Hoy ya adulto estudia ingeniería Química en la UTN. "Mi proyecto es terminar de estudiar, trabajar en una fábrica y si es posible irme a trabajar en algún país de Europa".

La historia de ángel demuestra que también es
posible la recuperación
El apoyo crucial de la familia
Ángel aseguró que el apoyo que recibió de su familia -no solo el de los médicos y el tratamiento- también hizo posible su recuperación. "Mi mamá me cuidaba todo el día, mi papá trabajaba mucho para conseguir los recursos económicos para pagar el tratamiento porque es costoso, mis hermanos apoyándome. Toda la familia aportó en mi lucha contra el cáncer, hicieron ventas de alimentos para afrontar los costos", dijo.
Con respecto a la necesidad de un Programa Nacional de Oncopediatría que ya tiene media sanción en la Cámara de Diputados de la Nación, afirmó que es "muy importante. Se debe apoyar a las familias para que estén más relajadas para acompañar al niño con cáncer".

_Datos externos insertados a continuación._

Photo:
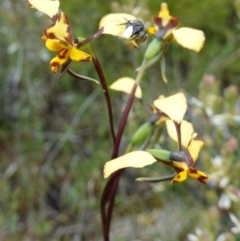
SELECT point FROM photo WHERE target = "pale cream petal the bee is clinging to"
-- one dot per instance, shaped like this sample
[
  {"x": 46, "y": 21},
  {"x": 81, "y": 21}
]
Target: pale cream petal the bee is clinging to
[{"x": 114, "y": 23}]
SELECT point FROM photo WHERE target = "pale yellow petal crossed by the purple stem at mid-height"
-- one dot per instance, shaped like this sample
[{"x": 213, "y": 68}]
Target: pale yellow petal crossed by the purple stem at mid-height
[{"x": 125, "y": 84}]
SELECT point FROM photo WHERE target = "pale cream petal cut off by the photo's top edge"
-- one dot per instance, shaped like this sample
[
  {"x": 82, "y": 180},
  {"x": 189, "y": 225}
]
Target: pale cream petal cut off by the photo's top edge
[{"x": 49, "y": 7}]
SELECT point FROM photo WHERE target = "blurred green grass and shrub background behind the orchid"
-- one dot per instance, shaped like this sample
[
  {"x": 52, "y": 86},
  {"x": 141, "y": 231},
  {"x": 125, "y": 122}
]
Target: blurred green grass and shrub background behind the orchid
[{"x": 54, "y": 134}]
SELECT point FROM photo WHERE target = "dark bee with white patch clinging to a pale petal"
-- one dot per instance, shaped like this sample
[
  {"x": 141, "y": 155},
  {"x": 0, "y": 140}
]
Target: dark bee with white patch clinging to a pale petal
[{"x": 135, "y": 32}]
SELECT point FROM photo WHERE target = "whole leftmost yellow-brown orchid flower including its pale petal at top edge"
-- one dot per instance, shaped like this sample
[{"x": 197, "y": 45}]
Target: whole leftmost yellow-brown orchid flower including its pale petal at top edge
[{"x": 58, "y": 36}]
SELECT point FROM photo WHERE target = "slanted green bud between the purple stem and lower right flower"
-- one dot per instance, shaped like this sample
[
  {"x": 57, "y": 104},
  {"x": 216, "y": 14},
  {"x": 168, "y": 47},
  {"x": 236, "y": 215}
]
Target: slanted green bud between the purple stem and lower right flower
[{"x": 142, "y": 133}]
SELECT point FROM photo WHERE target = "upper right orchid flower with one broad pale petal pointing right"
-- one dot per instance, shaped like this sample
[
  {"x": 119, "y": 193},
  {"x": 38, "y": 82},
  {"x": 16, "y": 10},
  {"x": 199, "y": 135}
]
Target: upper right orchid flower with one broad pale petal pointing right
[{"x": 165, "y": 28}]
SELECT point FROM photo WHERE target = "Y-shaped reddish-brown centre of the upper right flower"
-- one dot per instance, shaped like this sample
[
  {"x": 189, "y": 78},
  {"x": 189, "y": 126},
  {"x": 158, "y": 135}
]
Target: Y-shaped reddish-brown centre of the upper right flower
[{"x": 163, "y": 30}]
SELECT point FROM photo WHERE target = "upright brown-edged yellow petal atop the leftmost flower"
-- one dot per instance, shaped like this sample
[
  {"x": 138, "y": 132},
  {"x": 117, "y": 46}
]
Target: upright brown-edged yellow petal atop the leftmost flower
[{"x": 60, "y": 30}]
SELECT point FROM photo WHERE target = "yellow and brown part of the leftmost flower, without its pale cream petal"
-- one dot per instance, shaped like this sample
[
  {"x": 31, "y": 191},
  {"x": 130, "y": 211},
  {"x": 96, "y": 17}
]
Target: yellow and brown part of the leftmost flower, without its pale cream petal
[{"x": 58, "y": 38}]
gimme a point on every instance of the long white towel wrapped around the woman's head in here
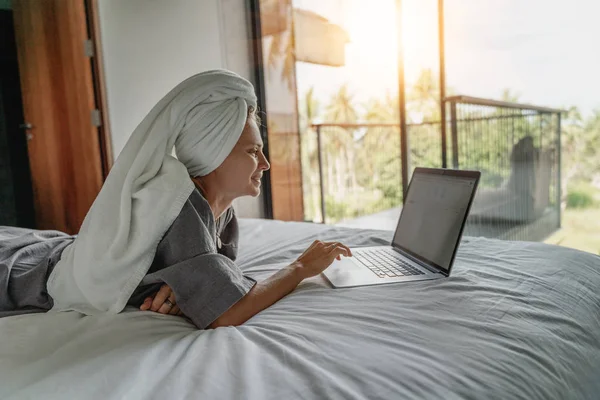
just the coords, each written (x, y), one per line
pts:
(203, 117)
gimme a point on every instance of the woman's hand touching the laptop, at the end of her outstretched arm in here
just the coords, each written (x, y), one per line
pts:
(319, 256)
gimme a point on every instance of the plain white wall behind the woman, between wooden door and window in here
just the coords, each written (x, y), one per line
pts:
(151, 46)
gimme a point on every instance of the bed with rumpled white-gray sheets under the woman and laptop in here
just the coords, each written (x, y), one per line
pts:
(515, 320)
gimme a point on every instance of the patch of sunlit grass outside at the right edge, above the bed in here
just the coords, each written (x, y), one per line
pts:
(580, 230)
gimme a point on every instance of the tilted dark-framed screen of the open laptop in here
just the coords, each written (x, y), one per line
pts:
(433, 215)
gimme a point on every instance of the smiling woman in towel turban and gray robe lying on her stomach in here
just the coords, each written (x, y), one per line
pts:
(161, 234)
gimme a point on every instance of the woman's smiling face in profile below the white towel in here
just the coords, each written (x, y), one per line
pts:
(241, 172)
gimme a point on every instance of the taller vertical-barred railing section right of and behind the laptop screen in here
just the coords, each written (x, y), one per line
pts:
(519, 195)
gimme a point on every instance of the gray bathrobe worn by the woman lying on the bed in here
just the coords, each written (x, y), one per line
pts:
(195, 258)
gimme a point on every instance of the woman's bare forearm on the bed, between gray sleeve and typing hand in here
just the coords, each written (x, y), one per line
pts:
(261, 296)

"Como mamá estás quebrada"
A Raquel Afranchino, la mamá de Ángel, "se le cayó el mundo" cuando le dieron el diagnóstico de cáncer de su hijo. "Como mamá estás quebrada en ese tiempo del diagnóstico y el tratamiento, por eso el apoyo es fundamental en todo sentido. La enfermedad es durísima no solo por transitarla junto a tu hijo, sino también por la cuestión económica", remarcó.
Raquel agregó que en el tratamiento "todo es costoso, no hay muchos insumos oncológicos para los niños, hasta lo más simple, una aguja para inyectarlo no se conseguía en la Argentina, era importado. Tampoco en San Francisco contamos con un oncólogo pediátrico. Por eso estamos muy agradecidos con la Clínica Carrá, los doctores José Luis Patrignani y Marcelo Lavarda que nos ayudaron para conseguirlo".

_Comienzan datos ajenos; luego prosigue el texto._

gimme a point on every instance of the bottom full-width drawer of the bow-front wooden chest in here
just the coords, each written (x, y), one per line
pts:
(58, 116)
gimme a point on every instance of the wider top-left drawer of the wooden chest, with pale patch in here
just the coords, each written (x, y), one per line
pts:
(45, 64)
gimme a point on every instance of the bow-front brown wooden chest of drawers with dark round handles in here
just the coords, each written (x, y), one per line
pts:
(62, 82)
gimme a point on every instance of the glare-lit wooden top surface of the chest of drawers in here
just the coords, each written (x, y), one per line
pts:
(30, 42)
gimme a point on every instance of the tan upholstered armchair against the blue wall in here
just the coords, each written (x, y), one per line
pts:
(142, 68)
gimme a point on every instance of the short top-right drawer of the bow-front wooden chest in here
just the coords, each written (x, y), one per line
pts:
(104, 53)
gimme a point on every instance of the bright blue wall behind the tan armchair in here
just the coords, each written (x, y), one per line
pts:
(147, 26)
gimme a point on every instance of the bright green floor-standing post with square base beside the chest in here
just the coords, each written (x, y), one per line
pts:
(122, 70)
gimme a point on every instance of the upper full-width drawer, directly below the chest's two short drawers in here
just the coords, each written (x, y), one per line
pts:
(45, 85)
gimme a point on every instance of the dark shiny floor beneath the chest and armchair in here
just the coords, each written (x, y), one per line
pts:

"Sería importante tener una contención en ese sentido en San Francisco, porque muchos tienen que vivir durante meses en otras ciudades para hacerse estudios y tratamientos. Por eso creo que es fundamental también que se logre una norma oncopediátrica", finalizó Raquel.
Tasa de incidencia
El cáncer infantil es un grupo de enfermedades de muy baja frecuencia y en Argentina la tasa de incidencia se mantiene estable con un número de entre 1.300 y 1.400 casos nuevos por año, según el Roha.
Un dato significativo es que el 80% de los pacientes oncológicos pediátricos se atienden en hospitales públicos y, de ese porcentaje, el 40% son tratados en el Hospital Garrahan que atiende alrededor de 520 pacientes nuevos por año.
Los distintos tipos de leucemias agudas o cánceres en la sangre son la enfermedad oncológica más frecuente en la infancia con un 37,2% del total de los casos, seguidas de los tumores cerebrales y los linfomas.
El rol de los pediatras es clave para reconocer en una primera consulta enfermedades malignas, al mismo tiempo que los padres deben estar alertas a los cambios que experimenten los chicos.
Hacia un Programa Nacional de Oncopediatría
Respecto a los lineamientos para la detección, diagnóstico y tratamiento, en octubre pasado tuvo media sanción en la Cámara de Diputados un proyecto de ley para crear el Programa Nacional de Oncopediatría.
Entre los puntos salientes, se especifica que el Sistema Público de Salud, las obras sociales y las prepagas deberán brindar una cobertura del ciento por ciento en las prestaciones, a la vez que el Estado nacional deberá otorgar una asistencia económica equivalente al monto de la Asignación Universal por Hijo con discapacidad.
Qué es el linfoma no Hodgkin
Es un cáncer que se origina en el sistema linfático, ocurre cuando el cuerpo produce demasiados linfocitos anormales, un tipo de glóbulo blanco.
Los síntomas incluyen inflamación de los ganglios linfáticos, fiebre, dolor de vientre o dolor en el pecho.
El tratamiento puede incluir quimioterapia, radioterapia, trasplante de células madre o medicamentos.